In "Queries 2", the Output is ascending. But there is no ORDER BY clause.
here is the picture of "Queries 2"
Could anyone can tell me why? Any help would be really appreciated!
CodePudding user response:
This is one of those oddballs where there is likely an implicit sort happening behind the scenes to optimize the DISTINCT
execution by mysql.
You can test this yourself pretty easily:
CREATE TABLE t1 (c1 VARCHAR(50));
INSERT INTO t1 VALUES ('zebra'),('giraffe'),('cattle'),('fox'),('octopus'),('yak');
SELECT GROUP_CONCAT(c1) FROM t1;
SELECT GROUP_CONCAT(DISTINCT c1) FROM t1;
GROUP_CONCAT(c1)
zebra,giraffe,cattle,fox,octopus,yak
GROUP_CONCAT(DISTINCT c1)
cattle,fox,giraffe,octopus,yak,zebra
It's not uncommon to find sorted results where no ORDER BY was specified. Window Functions output are a good example of this.
You can imagine if you were tasked, as a human, to only pick distinct items from a list. You would likely first sort the list and then pick out duplicates, right? And when you hand the list back to the person that requested this from you, you wouldn't scramble the data back up to be unsorted, I would assume. Why do the extra work? What you are seeing here is a byproduct of the optimized execution path chosen by the mysql server.

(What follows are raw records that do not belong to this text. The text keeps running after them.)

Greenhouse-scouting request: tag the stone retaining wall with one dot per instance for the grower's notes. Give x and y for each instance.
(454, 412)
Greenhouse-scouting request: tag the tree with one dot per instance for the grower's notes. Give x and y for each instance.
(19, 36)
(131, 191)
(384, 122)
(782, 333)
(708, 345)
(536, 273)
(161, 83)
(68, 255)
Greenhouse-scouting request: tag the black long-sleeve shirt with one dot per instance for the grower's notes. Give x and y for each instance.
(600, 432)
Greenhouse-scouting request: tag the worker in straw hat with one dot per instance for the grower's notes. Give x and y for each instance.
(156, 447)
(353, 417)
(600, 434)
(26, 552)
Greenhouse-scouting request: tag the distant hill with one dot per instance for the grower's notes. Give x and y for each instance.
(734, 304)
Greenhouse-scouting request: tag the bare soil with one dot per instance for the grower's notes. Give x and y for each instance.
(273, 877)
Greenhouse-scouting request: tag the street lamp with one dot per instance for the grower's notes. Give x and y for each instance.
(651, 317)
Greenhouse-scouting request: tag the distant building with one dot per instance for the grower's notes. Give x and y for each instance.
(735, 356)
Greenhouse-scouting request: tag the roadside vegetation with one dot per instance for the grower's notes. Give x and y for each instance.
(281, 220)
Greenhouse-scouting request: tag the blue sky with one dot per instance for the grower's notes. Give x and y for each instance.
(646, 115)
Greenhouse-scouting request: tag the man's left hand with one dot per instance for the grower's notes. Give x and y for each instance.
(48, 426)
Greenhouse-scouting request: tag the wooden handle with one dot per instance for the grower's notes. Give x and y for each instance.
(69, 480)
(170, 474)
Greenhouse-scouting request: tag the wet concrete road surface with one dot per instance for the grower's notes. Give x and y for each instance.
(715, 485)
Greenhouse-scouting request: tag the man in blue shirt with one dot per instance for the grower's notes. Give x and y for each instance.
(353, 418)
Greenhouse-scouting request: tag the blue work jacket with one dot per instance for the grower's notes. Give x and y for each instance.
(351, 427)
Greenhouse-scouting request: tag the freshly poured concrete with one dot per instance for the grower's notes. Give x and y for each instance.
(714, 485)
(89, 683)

The key takeaway is "byproduct". If I specifically wanted the output of GROUP_CONCAT
to be sorted, I would specify exactly what I want and I would not rely on this implicit sorting behavior. We can't guess what the execution path will be. There are a lot of decisions an RDBMS makes when SQL is submitted to optimize the execution and depending on data size and other steps it needs to take in the sql, this behavior may work on one sql statement and not another. Likewise, it may work one day, and not another.
CodePudding user response:
TL;DR Never omit an ORDER BY clause from a query if you rely on the order for something.
Does DISTINCT will automatically sort the result in MySQL?
No. NO! Be careful!
SQL is all about sets of rows. Without ORDER BY clauses, SQL queries return the rows of their result sets in an "unpredictable" order. "Unpredictable" is like random, but worse. If the order is truly random, you have a chance to catch any ordering problem when you're testing. Unpredictable means the server returns rows in any convenient order. This means everything works as you expect until some day in the future when it doesn't, without warning. (MySQL might start using some kind of parallel algorithm in the future.)
Now it is true that DISTINCT result sets from modestly sized tables are often generated using a sorting / deduplicating algorithm in the server. But that is an implementation detail. MySql and other table servers are complex enough that relying on implementation details is not wise. The good news: If you include an ORDER BY clause showing the same order as that methodology generates, usually performance is not changed.
SQL is declarative, not procedural. We specify what we want, not how to get it. It's probably the only declarative language most of us ever see, so it's easy to make the mistake of thinking it is procedural.